Les causes spécifiques soupçonnées dans l’évaluation clinique doivent être confirmées ou exclues. Si aucune cause clinique spécifique n’est évidente, on peut mesurer les concentrations sériques de ferritine, la capacité de liaison du fer et l’hormone thyroïdienne.

La radiographie pulmonaire montre une cardiomégalie, généralement dans toutes les cavités. L’augmentation de la pression veineuse et l’œdème interstitiel entraînent souvent un épanchement pleural, particulièrement à droite.

Pronostic

Le pronostic est généralement mauvais, bien qu’il se soit amélioré avec les schémas thérapeutiques actuels. Environ 20 % meurent la première année et le taux de mortalité atteint alors 10 % par an ; environ 40 à 50 % des décès sont des mort subites dues à une arythmie maligne ou à une embolie cérébrale.

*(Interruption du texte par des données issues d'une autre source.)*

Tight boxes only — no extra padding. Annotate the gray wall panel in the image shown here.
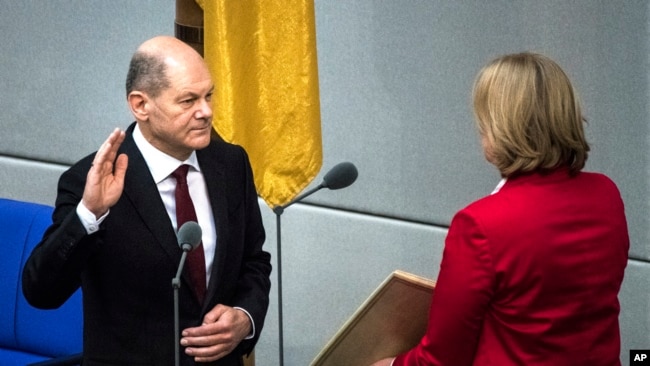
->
[619,260,650,365]
[0,156,68,206]
[0,0,175,164]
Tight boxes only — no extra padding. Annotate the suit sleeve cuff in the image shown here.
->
[235,307,255,340]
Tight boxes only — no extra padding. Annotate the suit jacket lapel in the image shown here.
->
[197,148,228,304]
[120,125,180,268]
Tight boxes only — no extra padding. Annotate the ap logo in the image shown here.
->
[630,349,650,366]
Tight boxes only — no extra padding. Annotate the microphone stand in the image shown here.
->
[172,247,191,366]
[273,183,326,366]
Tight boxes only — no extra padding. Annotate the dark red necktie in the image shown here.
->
[172,164,205,303]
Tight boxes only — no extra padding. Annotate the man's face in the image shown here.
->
[141,60,214,160]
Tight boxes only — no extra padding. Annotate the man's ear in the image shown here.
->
[126,91,150,121]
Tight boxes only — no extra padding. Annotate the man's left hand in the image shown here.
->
[181,305,251,362]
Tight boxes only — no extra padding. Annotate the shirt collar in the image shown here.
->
[490,178,507,194]
[133,123,201,184]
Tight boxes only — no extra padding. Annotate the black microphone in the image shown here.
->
[172,221,203,366]
[273,162,359,366]
[321,161,359,189]
[273,161,359,215]
[176,221,203,252]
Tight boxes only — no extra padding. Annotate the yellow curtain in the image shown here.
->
[197,0,322,208]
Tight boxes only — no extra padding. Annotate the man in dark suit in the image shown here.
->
[23,37,271,366]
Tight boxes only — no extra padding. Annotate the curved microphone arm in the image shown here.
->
[273,162,359,366]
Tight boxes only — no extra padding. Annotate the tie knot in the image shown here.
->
[172,164,190,184]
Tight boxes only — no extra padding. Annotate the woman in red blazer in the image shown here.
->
[374,53,629,366]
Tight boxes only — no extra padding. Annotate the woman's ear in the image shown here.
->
[127,91,149,121]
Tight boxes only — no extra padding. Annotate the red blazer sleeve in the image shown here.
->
[393,211,495,366]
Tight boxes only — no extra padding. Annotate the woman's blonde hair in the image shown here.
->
[473,52,589,177]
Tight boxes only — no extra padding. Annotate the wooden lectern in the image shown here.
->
[311,271,435,366]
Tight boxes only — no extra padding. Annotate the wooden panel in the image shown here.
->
[311,271,435,366]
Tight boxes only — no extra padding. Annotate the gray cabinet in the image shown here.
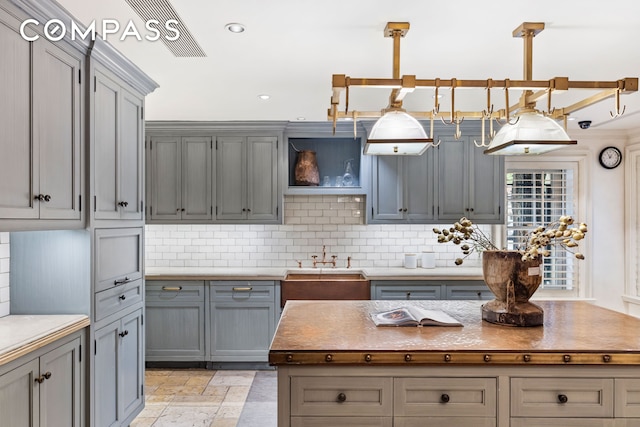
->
[145,280,207,362]
[0,333,84,427]
[147,136,213,221]
[0,11,84,222]
[92,309,144,427]
[216,136,280,223]
[437,135,505,224]
[370,149,435,223]
[371,280,494,300]
[93,67,144,220]
[209,281,276,362]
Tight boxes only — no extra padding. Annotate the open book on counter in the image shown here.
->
[371,306,463,326]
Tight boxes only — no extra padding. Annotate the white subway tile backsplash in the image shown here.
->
[142,196,491,270]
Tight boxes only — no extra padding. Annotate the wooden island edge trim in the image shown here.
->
[269,351,640,366]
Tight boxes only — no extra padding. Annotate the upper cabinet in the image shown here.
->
[0,9,84,228]
[146,122,284,224]
[148,136,213,221]
[92,66,144,220]
[437,135,505,224]
[370,148,435,223]
[215,136,280,223]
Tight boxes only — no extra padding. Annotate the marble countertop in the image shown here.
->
[0,314,89,365]
[145,267,482,280]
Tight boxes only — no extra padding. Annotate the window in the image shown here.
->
[505,157,589,296]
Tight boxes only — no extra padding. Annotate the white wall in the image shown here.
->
[0,232,10,317]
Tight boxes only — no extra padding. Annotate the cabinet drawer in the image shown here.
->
[291,417,392,427]
[291,377,393,418]
[393,378,496,418]
[144,280,204,302]
[510,418,616,427]
[445,285,495,300]
[511,378,613,418]
[210,280,275,302]
[615,378,640,416]
[393,416,496,427]
[95,279,142,321]
[375,285,441,300]
[95,228,144,292]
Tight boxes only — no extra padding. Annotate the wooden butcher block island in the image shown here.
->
[269,301,640,427]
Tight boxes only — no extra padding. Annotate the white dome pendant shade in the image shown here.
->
[484,110,578,156]
[364,110,433,156]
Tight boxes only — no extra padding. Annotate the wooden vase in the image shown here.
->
[295,150,320,185]
[482,251,544,326]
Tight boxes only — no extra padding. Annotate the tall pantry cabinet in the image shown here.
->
[0,0,157,427]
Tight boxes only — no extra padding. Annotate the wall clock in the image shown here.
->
[598,147,622,169]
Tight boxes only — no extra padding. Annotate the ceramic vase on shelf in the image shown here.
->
[482,251,544,326]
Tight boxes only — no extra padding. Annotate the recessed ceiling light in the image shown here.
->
[224,22,245,33]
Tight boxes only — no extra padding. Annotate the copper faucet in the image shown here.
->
[311,246,338,268]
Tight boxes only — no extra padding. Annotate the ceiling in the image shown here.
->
[59,0,640,129]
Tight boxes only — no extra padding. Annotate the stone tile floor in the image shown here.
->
[131,369,277,427]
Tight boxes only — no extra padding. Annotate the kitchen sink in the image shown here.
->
[280,272,371,307]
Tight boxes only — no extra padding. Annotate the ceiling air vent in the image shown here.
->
[126,0,207,58]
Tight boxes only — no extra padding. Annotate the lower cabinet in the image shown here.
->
[371,280,494,300]
[209,281,276,362]
[145,281,206,362]
[0,333,85,427]
[93,309,144,427]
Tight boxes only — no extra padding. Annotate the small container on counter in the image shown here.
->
[421,251,436,268]
[404,254,418,268]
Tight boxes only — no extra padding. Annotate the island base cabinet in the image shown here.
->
[291,417,392,427]
[0,337,85,427]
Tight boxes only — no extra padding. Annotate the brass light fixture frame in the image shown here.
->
[327,22,638,138]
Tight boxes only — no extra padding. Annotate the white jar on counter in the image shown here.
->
[421,251,436,268]
[404,254,418,268]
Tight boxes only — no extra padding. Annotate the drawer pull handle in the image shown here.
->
[113,277,131,286]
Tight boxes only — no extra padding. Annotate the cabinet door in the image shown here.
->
[93,320,120,427]
[33,38,82,220]
[117,90,144,219]
[437,137,469,221]
[148,136,182,220]
[93,70,120,219]
[181,137,213,219]
[40,338,84,427]
[0,10,39,218]
[372,156,404,221]
[216,136,247,220]
[403,148,435,223]
[118,310,144,421]
[246,137,278,221]
[211,301,275,362]
[468,144,505,223]
[0,359,40,427]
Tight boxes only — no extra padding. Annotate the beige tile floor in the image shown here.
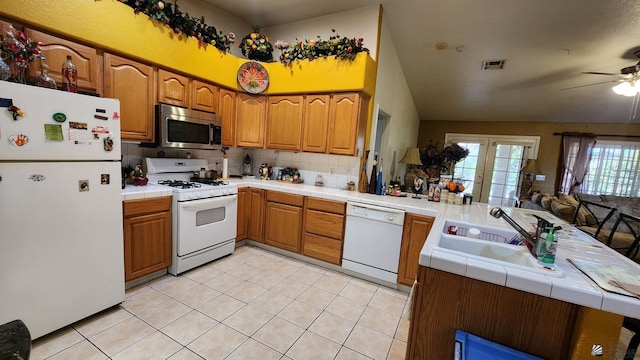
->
[31,246,409,360]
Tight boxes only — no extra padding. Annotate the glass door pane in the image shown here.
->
[487,144,525,206]
[454,141,487,201]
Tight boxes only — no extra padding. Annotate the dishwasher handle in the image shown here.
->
[347,202,404,226]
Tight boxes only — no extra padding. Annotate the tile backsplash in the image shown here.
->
[122,143,360,189]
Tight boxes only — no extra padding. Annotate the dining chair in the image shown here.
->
[571,200,616,241]
[606,213,640,259]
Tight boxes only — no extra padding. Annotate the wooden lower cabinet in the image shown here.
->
[264,191,304,253]
[302,197,346,265]
[245,189,265,242]
[236,188,250,242]
[406,266,576,360]
[123,196,171,281]
[398,213,435,286]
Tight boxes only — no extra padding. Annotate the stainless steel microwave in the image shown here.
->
[156,104,222,150]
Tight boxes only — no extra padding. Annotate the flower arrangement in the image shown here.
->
[119,0,235,51]
[0,25,45,83]
[276,29,369,65]
[238,25,273,62]
[420,142,469,174]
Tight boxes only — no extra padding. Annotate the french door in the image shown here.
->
[445,134,540,206]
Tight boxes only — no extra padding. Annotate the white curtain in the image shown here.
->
[560,134,596,194]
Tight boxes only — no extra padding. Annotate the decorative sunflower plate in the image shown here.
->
[238,61,269,94]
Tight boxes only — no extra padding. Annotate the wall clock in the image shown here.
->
[238,61,269,94]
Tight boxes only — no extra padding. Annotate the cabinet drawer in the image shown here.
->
[304,209,344,241]
[302,233,342,265]
[307,197,346,215]
[267,191,304,207]
[122,196,171,218]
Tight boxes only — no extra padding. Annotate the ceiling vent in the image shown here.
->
[482,59,507,70]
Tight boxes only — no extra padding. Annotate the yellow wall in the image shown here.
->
[418,121,640,193]
[0,0,377,95]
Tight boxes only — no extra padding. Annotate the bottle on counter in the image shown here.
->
[538,227,558,266]
[62,55,78,93]
[368,154,378,194]
[36,63,58,89]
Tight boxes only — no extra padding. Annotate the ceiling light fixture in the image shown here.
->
[611,77,640,97]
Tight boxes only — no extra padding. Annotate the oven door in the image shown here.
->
[175,195,238,256]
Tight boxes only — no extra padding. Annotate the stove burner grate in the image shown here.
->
[158,180,201,189]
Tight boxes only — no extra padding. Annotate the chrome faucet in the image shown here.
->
[489,207,538,253]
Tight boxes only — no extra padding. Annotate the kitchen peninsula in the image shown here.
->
[126,180,640,359]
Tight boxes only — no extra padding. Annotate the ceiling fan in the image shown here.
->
[562,50,640,120]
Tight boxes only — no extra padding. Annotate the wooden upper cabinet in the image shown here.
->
[266,96,304,151]
[235,93,267,148]
[104,53,156,142]
[218,88,236,146]
[158,69,191,108]
[191,80,220,113]
[328,93,369,156]
[302,95,331,153]
[25,29,102,95]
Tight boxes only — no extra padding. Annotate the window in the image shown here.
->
[582,140,640,197]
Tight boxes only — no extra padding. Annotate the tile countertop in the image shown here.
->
[419,204,640,317]
[122,185,173,201]
[122,179,640,317]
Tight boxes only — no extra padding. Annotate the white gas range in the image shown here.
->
[145,158,238,275]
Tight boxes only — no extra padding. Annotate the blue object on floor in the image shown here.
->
[454,330,543,360]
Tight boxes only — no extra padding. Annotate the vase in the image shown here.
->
[0,57,12,80]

Le pronostic est plus favorable si l’hypertrophie compensatoire préserve l’épaisseur de la paroi ventriculaire et s’aggrave si les parois ventriculaires deviennent significativement plus minces et que les ventricules se dilatent. Les patients dont la cardiomyopathie dilatée est bien compensée par le traitement peuvent demeurer stables pendant de nombreuses années.

Traitement

Le traitement est le même que pour l’insuffisance cardiaque : inhibiteurs de l’enzyme de conversion de l’angiotensine (ECA), bêtabloquants, inhibiteurs des récepteurs de l’aldostérone, inhibiteurs des récepteurs de l’angiotensine II, diurétiques et digoxine.

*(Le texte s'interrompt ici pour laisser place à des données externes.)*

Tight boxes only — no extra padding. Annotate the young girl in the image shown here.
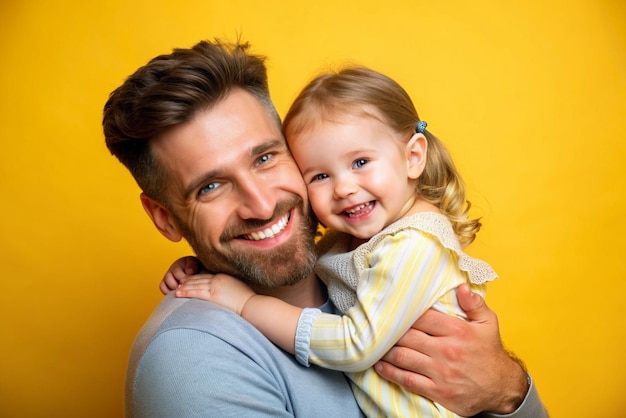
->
[170,67,496,417]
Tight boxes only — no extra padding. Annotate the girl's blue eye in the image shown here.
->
[311,173,328,182]
[352,158,367,168]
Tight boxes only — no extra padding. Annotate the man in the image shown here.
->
[103,37,545,417]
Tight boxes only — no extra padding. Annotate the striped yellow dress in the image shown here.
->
[296,212,497,417]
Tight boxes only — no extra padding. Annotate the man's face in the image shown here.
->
[152,90,315,289]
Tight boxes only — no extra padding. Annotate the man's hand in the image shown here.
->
[375,285,528,416]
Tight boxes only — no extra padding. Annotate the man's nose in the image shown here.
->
[237,181,276,219]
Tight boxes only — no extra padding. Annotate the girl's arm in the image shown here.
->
[176,274,302,354]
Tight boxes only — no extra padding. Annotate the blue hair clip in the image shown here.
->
[415,120,428,134]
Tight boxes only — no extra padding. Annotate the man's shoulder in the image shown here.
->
[126,296,359,417]
[131,295,270,363]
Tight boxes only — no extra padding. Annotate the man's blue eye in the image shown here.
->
[352,158,367,168]
[198,183,218,195]
[259,154,272,164]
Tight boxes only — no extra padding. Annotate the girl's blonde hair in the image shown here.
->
[283,66,481,246]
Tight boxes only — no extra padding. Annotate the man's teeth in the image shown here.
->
[245,214,289,241]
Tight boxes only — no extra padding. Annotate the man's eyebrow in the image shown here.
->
[184,139,287,200]
[249,139,287,157]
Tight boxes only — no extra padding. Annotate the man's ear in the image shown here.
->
[406,133,428,180]
[139,193,183,242]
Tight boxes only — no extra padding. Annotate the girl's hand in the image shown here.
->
[176,274,256,315]
[159,256,202,295]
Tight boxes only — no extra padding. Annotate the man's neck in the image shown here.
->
[255,274,328,308]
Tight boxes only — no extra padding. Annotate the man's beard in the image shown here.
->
[174,196,317,289]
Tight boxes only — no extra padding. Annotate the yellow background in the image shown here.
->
[0,0,626,417]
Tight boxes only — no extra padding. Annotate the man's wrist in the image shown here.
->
[490,352,531,414]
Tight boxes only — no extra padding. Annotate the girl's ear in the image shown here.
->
[139,193,183,242]
[406,133,428,180]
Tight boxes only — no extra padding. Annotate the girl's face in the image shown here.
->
[288,114,426,239]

Parce que les thrombus muraux peuvent se former, l’anti coagulation orale a été utilisée dans le passé. L’utilisation d’anticoagulants chez les patients dont la fonction IV et le rythme sinusal sont réduits demeure controversée, et les recommandations sur l’utilisation d’anticoagulants dans cette situation attendent les résultats des essais cliniques en cours.

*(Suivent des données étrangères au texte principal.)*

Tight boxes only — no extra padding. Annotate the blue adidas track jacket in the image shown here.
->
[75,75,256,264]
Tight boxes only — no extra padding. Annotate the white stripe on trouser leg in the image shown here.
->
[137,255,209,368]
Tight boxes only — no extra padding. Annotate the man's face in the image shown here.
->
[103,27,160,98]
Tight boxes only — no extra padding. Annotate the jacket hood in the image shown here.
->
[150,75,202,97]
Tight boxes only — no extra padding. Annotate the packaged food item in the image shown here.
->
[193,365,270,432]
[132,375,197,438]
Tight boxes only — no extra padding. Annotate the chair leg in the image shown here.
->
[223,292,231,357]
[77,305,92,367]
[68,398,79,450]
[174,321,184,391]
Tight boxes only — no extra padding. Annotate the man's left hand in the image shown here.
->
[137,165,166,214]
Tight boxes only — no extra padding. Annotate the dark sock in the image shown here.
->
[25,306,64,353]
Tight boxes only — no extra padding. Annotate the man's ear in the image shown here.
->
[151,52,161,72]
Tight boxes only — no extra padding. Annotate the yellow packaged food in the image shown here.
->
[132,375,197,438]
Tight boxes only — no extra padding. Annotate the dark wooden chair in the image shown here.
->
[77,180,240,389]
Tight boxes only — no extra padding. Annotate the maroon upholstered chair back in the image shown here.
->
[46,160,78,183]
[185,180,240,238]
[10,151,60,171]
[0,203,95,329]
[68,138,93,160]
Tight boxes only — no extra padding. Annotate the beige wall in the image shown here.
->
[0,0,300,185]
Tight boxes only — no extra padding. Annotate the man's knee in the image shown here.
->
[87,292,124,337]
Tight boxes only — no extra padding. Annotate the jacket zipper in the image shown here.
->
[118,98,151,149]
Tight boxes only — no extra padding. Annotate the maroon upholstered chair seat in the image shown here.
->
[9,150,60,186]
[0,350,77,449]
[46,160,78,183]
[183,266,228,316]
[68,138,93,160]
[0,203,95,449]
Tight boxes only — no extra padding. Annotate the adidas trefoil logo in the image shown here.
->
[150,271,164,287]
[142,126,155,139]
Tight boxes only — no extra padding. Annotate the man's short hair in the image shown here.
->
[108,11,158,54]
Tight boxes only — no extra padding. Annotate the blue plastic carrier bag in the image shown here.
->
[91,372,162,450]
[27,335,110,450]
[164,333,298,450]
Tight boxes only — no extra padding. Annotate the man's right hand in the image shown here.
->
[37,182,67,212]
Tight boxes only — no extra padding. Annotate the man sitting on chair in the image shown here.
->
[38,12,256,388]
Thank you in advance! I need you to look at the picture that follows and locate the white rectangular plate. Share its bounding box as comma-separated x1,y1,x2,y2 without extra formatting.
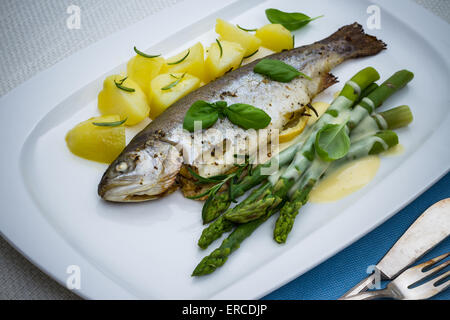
0,0,450,299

Le traitement médical de l’insuffisance cardiaque réduit le risque d’arythmie, mais un défibrillateur implantable peut être utilisé pour prévenir la mort par arythmie soudaine chez les patients qui continuent à avoir une fraction d’éjection réduite malgré un traitement médical optimal. Comme le bloc auriculo-ventriculaire (AV) qui apparaît lors d’une myocardite aiguë disparaît souvent, un stimulateur cardiaque permanent n’est généralement pas nécessaire pendant la période aiguë. Cependant, un stimulateur cardiaque permanent peut être nécessaire si le bloc AV persiste ou se développe pendant la phase de dilatation chronique.